Knowing full well that President Bush would veto the bill and that Congress would not be able to override a presidential veto, the 1989 version ofFOCA died with hardly a whimper.
FOCA was given a new lease on life [no pun intended] last year when the Supreme Court, in Planned Parenthood v. Casey, approved several provisions of a Pennsylvania statute restricting abortion in that state. The 1992 version of FOCA, despite rabid support by a highly vocal and very visible coalition of abortion enthusiasts, died yet another well-deserved death in the days just before the presidential elections. Supporters tried to lay the blame at the feet of George Bush who would, of course, have vetoed the measure, but the real – and little publicized – truth of the matter was that many “pro-choice” members of Congress found the legislation simply too radical to swallow.

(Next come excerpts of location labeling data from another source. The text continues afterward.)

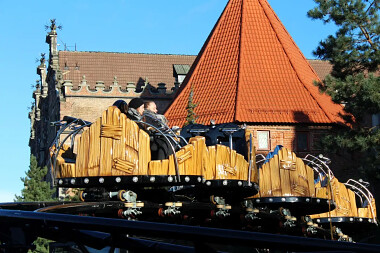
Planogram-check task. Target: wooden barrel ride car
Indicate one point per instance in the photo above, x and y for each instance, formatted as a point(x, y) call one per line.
point(114, 150)
point(287, 181)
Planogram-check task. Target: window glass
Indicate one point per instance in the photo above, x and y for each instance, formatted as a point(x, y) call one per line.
point(263, 140)
point(302, 141)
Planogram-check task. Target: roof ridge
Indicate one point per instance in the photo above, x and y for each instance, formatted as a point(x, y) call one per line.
point(291, 60)
point(193, 68)
point(239, 57)
point(66, 51)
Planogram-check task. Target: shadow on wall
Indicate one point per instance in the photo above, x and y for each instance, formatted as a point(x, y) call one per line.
point(302, 136)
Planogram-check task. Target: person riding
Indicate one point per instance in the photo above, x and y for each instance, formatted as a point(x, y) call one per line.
point(135, 109)
point(122, 105)
point(152, 117)
point(160, 146)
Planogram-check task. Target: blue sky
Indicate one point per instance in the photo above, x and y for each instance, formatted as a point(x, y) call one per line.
point(146, 26)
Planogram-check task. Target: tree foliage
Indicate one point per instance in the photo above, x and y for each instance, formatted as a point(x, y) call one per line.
point(354, 81)
point(35, 187)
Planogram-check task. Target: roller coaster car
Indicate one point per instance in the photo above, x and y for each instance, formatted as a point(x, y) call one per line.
point(213, 178)
point(114, 153)
point(356, 209)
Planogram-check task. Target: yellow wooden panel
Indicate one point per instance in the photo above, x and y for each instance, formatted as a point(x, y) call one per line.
point(302, 179)
point(209, 160)
point(106, 146)
point(352, 198)
point(265, 180)
point(310, 180)
point(154, 167)
point(94, 149)
point(285, 157)
point(273, 172)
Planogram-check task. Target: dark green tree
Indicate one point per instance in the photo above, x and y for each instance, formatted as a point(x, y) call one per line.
point(191, 116)
point(36, 189)
point(354, 82)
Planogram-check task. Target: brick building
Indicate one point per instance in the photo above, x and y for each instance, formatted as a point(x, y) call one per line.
point(83, 84)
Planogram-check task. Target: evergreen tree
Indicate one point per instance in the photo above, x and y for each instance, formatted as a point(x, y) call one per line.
point(354, 53)
point(36, 189)
point(191, 116)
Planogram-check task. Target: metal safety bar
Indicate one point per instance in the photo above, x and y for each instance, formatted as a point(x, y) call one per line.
point(361, 191)
point(71, 123)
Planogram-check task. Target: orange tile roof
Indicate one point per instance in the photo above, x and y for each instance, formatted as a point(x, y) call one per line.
point(250, 70)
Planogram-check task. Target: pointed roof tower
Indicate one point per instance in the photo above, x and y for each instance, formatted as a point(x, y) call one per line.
point(250, 70)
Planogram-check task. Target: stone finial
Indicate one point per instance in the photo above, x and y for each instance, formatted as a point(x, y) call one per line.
point(115, 82)
point(100, 85)
point(131, 86)
point(42, 59)
point(161, 88)
point(53, 27)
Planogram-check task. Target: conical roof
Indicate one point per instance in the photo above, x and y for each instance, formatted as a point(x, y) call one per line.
point(250, 70)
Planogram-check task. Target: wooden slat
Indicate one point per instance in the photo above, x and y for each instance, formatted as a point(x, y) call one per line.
point(301, 186)
point(143, 152)
point(117, 154)
point(199, 143)
point(223, 164)
point(209, 163)
point(187, 160)
point(242, 166)
point(94, 149)
point(164, 167)
point(78, 161)
point(374, 216)
point(363, 212)
point(354, 208)
point(154, 168)
point(105, 144)
point(254, 171)
point(310, 180)
point(171, 169)
point(344, 207)
point(285, 155)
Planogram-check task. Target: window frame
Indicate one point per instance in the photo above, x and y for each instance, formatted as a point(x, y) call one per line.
point(268, 140)
point(307, 141)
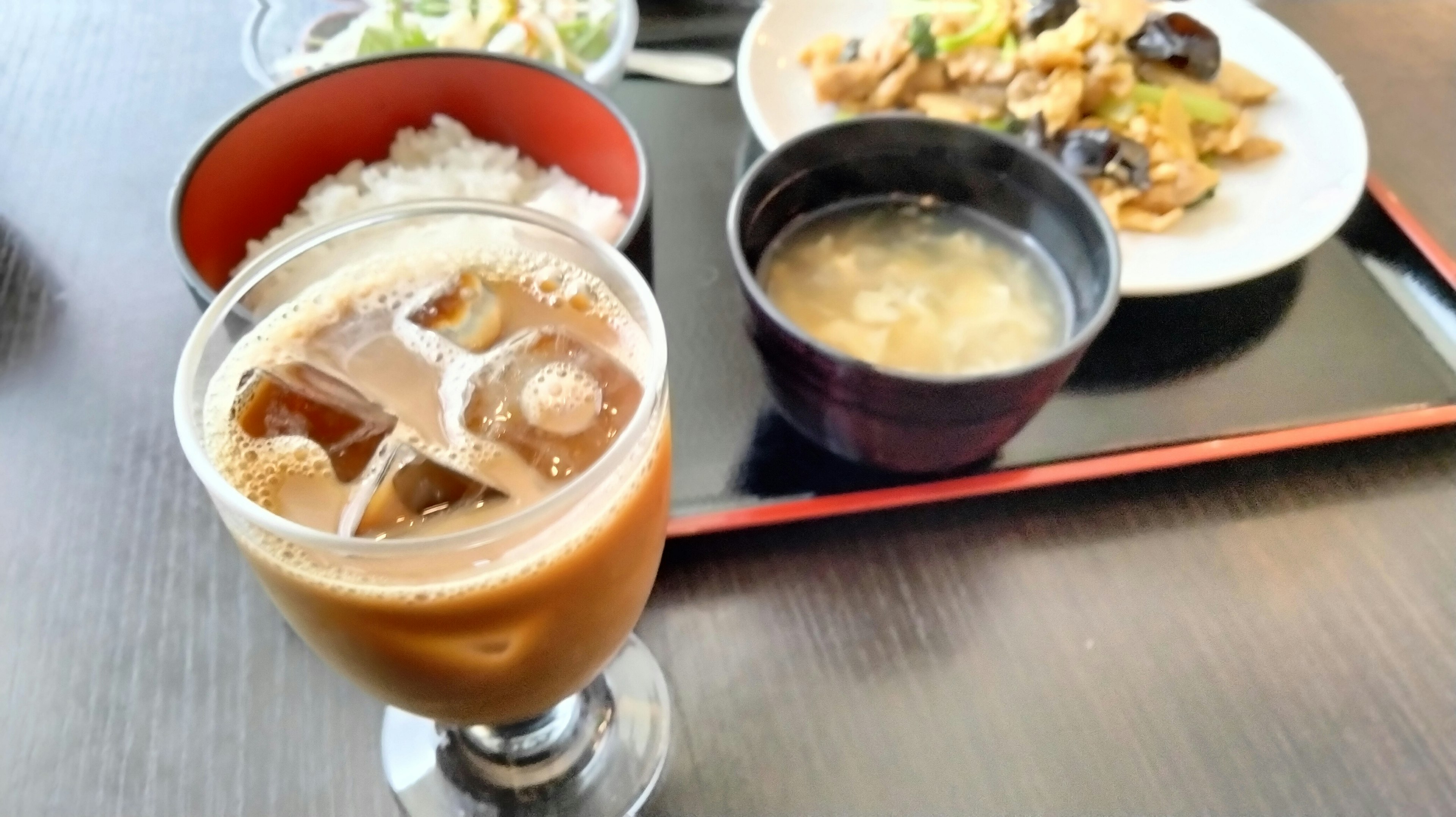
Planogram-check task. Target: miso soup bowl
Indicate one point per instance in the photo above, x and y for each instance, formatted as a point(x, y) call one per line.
point(893, 418)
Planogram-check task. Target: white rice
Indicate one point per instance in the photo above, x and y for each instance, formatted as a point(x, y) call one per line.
point(439, 162)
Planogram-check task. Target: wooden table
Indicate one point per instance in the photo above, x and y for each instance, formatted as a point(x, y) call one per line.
point(1261, 637)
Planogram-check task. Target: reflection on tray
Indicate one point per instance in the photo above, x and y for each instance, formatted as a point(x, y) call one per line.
point(781, 462)
point(1158, 340)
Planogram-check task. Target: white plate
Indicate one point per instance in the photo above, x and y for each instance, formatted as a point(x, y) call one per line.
point(1265, 216)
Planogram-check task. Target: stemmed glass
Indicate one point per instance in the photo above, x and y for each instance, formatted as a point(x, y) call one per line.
point(506, 653)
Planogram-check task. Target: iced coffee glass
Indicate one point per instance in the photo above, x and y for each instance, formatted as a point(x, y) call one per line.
point(491, 606)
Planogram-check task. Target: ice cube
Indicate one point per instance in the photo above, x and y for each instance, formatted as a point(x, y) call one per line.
point(413, 490)
point(554, 398)
point(366, 350)
point(466, 314)
point(298, 399)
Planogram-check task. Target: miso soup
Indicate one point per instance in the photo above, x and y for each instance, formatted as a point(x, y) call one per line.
point(919, 286)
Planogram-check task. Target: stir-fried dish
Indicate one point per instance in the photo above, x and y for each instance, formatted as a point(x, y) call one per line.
point(568, 34)
point(1136, 101)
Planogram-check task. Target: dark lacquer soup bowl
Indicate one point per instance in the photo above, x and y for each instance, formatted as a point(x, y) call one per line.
point(901, 420)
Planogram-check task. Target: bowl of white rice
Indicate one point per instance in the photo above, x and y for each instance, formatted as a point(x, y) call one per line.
point(407, 127)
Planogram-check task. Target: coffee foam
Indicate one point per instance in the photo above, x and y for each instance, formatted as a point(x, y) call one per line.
point(400, 283)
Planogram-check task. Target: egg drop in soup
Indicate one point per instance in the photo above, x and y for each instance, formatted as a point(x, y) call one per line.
point(922, 288)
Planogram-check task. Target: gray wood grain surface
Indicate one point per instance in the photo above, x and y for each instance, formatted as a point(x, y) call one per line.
point(1263, 637)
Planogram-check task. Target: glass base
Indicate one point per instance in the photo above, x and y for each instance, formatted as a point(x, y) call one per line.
point(599, 753)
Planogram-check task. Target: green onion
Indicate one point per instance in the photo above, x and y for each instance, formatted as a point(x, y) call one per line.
point(960, 40)
point(584, 38)
point(1199, 107)
point(922, 43)
point(381, 40)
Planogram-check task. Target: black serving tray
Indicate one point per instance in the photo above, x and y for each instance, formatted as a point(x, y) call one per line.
point(1356, 340)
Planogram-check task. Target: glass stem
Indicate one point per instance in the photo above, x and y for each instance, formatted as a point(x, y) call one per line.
point(530, 753)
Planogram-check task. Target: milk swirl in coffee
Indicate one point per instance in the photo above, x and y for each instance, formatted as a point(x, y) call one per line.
point(427, 395)
point(417, 395)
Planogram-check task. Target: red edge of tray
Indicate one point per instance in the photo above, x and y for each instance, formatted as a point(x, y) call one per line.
point(1109, 465)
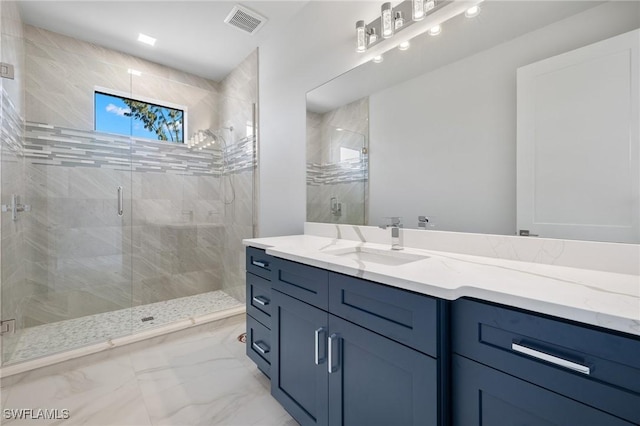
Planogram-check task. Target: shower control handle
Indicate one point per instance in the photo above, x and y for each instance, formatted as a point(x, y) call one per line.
point(120, 202)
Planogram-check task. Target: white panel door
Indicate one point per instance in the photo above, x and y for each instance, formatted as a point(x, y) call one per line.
point(578, 153)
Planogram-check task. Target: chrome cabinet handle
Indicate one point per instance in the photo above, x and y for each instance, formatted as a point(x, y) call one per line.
point(256, 346)
point(260, 263)
point(331, 339)
point(318, 360)
point(550, 358)
point(120, 202)
point(261, 300)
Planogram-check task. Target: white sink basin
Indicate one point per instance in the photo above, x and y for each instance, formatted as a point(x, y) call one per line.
point(379, 256)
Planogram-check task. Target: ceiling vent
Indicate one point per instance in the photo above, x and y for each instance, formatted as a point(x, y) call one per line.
point(245, 19)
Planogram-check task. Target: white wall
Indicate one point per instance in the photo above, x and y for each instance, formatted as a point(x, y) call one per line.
point(316, 47)
point(444, 144)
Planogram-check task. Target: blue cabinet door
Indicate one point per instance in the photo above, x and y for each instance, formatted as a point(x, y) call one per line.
point(298, 364)
point(376, 381)
point(485, 396)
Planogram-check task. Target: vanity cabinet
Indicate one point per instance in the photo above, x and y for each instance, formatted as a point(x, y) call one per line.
point(512, 367)
point(259, 305)
point(372, 361)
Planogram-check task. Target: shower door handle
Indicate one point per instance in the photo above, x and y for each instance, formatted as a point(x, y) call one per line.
point(120, 202)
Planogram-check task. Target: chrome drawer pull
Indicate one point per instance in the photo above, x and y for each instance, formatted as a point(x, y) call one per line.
point(550, 358)
point(260, 263)
point(330, 368)
point(261, 300)
point(317, 358)
point(259, 348)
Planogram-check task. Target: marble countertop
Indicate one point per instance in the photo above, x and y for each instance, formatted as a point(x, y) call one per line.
point(605, 299)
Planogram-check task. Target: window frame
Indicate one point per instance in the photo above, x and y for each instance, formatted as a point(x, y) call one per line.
point(145, 99)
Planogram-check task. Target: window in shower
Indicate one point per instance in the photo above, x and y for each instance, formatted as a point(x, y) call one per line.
point(138, 118)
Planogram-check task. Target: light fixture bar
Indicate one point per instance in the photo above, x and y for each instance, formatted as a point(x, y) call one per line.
point(361, 37)
point(417, 10)
point(404, 26)
point(387, 20)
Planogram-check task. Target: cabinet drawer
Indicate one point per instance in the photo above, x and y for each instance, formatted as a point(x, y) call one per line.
point(485, 396)
point(259, 299)
point(599, 368)
point(303, 282)
point(259, 263)
point(259, 344)
point(400, 315)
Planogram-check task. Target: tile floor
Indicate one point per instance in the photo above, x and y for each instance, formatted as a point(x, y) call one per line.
point(198, 376)
point(47, 339)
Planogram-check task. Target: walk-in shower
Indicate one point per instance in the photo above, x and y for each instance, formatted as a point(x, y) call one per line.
point(122, 233)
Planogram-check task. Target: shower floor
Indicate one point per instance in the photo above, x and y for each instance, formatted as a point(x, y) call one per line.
point(48, 339)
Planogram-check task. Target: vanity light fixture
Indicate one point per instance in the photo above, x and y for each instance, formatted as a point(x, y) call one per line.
point(429, 5)
point(399, 21)
point(391, 22)
point(143, 38)
point(386, 16)
point(361, 39)
point(417, 9)
point(373, 37)
point(472, 12)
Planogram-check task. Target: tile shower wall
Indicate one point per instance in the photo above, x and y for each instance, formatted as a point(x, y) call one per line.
point(328, 178)
point(63, 72)
point(239, 90)
point(12, 278)
point(172, 240)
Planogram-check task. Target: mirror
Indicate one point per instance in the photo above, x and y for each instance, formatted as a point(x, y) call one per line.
point(442, 123)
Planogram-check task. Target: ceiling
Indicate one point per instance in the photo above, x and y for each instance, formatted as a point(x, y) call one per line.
point(191, 35)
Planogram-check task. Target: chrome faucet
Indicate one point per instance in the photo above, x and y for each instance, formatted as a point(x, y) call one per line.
point(395, 232)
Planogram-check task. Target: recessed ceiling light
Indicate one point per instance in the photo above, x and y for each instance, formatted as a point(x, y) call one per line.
point(143, 38)
point(472, 12)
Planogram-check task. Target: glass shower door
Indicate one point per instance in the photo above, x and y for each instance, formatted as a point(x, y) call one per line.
point(66, 257)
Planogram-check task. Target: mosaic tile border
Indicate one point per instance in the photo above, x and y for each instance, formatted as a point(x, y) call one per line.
point(12, 126)
point(335, 173)
point(59, 146)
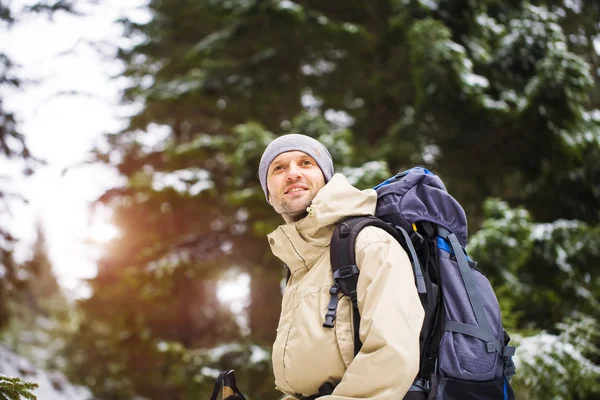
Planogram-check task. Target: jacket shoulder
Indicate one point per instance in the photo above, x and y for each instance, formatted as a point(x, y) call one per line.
point(375, 238)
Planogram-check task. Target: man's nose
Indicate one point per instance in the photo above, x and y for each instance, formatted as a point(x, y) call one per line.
point(293, 171)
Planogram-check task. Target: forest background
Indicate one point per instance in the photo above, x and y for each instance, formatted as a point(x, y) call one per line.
point(498, 98)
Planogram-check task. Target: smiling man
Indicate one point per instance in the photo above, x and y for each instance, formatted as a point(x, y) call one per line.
point(311, 360)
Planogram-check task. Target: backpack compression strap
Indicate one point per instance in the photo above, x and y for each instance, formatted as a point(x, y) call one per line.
point(345, 271)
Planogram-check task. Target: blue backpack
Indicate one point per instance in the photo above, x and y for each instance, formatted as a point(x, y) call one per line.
point(464, 348)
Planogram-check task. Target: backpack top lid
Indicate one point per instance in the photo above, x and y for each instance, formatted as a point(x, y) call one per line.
point(419, 195)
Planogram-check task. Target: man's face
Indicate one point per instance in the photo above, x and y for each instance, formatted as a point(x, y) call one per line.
point(293, 180)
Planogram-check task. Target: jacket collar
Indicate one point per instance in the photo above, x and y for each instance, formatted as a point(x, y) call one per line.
point(300, 244)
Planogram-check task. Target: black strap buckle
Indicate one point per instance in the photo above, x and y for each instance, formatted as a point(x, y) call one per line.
point(347, 271)
point(331, 307)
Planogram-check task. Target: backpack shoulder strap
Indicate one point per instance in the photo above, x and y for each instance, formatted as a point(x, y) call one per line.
point(344, 268)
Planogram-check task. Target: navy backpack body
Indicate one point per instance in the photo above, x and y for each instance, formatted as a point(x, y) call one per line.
point(464, 348)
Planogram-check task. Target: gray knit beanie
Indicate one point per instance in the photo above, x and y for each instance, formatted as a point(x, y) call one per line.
point(295, 142)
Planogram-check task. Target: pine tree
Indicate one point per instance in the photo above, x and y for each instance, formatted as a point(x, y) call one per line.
point(16, 389)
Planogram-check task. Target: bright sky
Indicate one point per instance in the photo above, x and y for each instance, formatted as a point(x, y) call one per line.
point(61, 128)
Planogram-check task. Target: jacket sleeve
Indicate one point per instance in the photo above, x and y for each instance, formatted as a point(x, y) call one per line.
point(391, 320)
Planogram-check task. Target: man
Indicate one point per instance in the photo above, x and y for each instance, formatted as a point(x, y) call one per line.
point(296, 174)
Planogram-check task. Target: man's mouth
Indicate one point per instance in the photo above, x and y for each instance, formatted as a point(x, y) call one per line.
point(294, 190)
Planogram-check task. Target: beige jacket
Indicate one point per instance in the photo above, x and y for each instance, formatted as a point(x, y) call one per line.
point(305, 354)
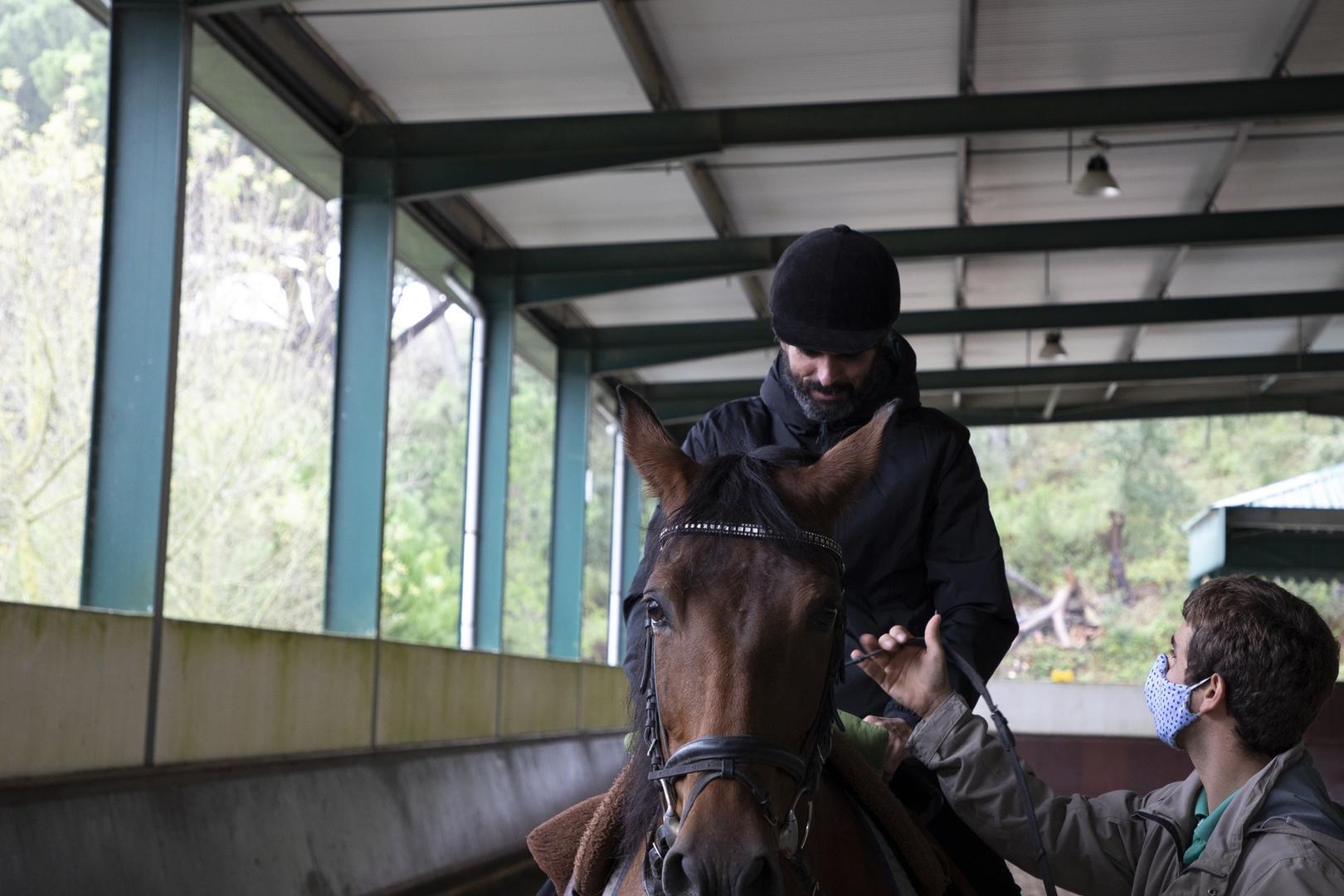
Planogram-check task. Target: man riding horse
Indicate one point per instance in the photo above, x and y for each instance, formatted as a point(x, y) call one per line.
point(919, 539)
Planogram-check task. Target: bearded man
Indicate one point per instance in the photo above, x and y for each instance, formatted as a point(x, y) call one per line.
point(921, 539)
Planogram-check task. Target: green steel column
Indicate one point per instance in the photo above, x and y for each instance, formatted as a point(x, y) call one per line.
point(359, 436)
point(569, 501)
point(140, 282)
point(496, 296)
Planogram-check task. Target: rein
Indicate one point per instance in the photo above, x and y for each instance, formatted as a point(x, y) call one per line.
point(722, 757)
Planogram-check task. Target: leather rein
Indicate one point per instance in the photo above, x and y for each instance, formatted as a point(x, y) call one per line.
point(723, 757)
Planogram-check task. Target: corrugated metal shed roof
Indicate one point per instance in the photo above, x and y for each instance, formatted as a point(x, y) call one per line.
point(1316, 490)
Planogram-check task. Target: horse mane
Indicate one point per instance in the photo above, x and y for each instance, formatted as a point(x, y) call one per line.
point(733, 488)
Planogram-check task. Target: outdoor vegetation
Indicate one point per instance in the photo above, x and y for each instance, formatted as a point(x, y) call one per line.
point(1089, 514)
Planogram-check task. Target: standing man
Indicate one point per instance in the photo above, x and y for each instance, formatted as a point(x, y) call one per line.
point(921, 539)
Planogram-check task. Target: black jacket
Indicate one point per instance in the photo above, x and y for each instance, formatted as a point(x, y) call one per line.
point(919, 540)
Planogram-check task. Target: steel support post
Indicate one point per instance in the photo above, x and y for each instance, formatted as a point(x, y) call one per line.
point(569, 503)
point(359, 437)
point(496, 296)
point(140, 282)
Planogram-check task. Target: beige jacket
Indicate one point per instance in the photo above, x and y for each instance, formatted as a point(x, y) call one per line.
point(1281, 835)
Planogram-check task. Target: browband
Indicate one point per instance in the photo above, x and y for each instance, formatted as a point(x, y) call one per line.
point(752, 531)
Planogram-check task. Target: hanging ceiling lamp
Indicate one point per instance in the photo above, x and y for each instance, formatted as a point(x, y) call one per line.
point(1054, 347)
point(1098, 180)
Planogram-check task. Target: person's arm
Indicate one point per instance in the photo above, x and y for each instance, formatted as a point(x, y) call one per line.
point(1092, 844)
point(965, 568)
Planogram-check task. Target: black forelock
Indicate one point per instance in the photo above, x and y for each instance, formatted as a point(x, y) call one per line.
point(739, 488)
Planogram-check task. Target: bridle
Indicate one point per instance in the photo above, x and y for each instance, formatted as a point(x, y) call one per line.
point(722, 757)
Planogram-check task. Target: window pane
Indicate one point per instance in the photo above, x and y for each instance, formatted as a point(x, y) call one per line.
point(597, 538)
point(426, 468)
point(251, 441)
point(531, 461)
point(1092, 514)
point(52, 101)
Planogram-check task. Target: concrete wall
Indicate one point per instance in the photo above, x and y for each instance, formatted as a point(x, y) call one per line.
point(1045, 707)
point(355, 824)
point(74, 694)
point(74, 689)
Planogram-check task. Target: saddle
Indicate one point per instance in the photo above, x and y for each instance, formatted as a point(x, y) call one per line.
point(577, 850)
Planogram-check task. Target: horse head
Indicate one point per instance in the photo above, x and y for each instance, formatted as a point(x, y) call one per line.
point(741, 650)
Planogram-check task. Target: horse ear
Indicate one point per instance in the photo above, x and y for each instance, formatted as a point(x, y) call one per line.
point(821, 492)
point(660, 462)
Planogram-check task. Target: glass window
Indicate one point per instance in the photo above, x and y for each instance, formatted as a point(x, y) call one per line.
point(1090, 516)
point(531, 464)
point(597, 536)
point(52, 102)
point(426, 465)
point(251, 442)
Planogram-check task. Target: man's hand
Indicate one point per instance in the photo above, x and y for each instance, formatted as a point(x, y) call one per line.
point(910, 676)
point(898, 733)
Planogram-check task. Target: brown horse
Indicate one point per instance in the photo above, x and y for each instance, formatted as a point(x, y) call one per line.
point(741, 653)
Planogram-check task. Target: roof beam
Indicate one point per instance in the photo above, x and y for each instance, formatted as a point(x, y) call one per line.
point(1329, 405)
point(661, 95)
point(1205, 192)
point(449, 156)
point(559, 273)
point(620, 348)
point(676, 401)
point(680, 414)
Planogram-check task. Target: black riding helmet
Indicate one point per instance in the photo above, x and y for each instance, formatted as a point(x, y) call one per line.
point(835, 290)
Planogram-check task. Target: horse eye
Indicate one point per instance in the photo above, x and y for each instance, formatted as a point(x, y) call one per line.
point(655, 611)
point(824, 618)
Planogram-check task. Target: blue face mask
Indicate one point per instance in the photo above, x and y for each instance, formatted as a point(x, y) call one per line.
point(1168, 702)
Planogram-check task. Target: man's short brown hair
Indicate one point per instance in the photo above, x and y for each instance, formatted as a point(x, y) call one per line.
point(1274, 650)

With the election of Bill Clinton, abortion supporters have once again resurrected FOCA in a new 1993 version: H.R.25.
FOCA in its HR. 25 apparition provides that ” a State may not restrict the right of a woman to choose to terminate a pregnancy- (1) before fetal viability; or at any time, if such termination is necessary to protect the life and health of the woman. … A State may impose requirements medically necessary to protect the life or health of women referred to” above.
It also contains provisions which would let stand state laws regarding minors as well as so-called “conscience” clauses. Sub-section (c) reads as follows:
Nothing in this Act shall be construed to prevent a State -
(1) from requiring a minor to involve a parent, guardian, or other responsible adult before terminating a pregnancy; or
(2) from protecting unwilling individuals from having to participate in the performance of abortions to which they are conscientiously opposed.
While the introduction of these provisions softens some of the radical nature of the earlier FOCA versions, the measure nevertheless remains what it first set out to be: a pure and simple codification of Roe v. Wade with the intent of eliminating most state regulation.
The nation’s Catholic bishops have mounted a broad-based campaign calling on all Catholics to write their representatives and senators and urge them to oppose FOCA. Diocesan papers across the country have carried front-page stories urging Catholics to exercise their political clout in order to block passage of this outrageous legislation.
The National Right to Life Committee through its state affiliates, and every other pro-life organization worthy of the name have pulled out all the stops in their efforts to stop FOCA. And there are indications that these efforts are bearing some fruit. Many representatives who have supported “pro-choice” legislation in the past have indicated that they are undecided or opposed to FOCA.
Bill Clinton campaigned on a platform committed to passage of FOCA. If this legislation passes on Capitol hill, we can rest assured that it will be signed at the other end of Pennsylvania Avenue. FOCA must not be allowed to take that journey. The only place to stop FOCA is in Congress.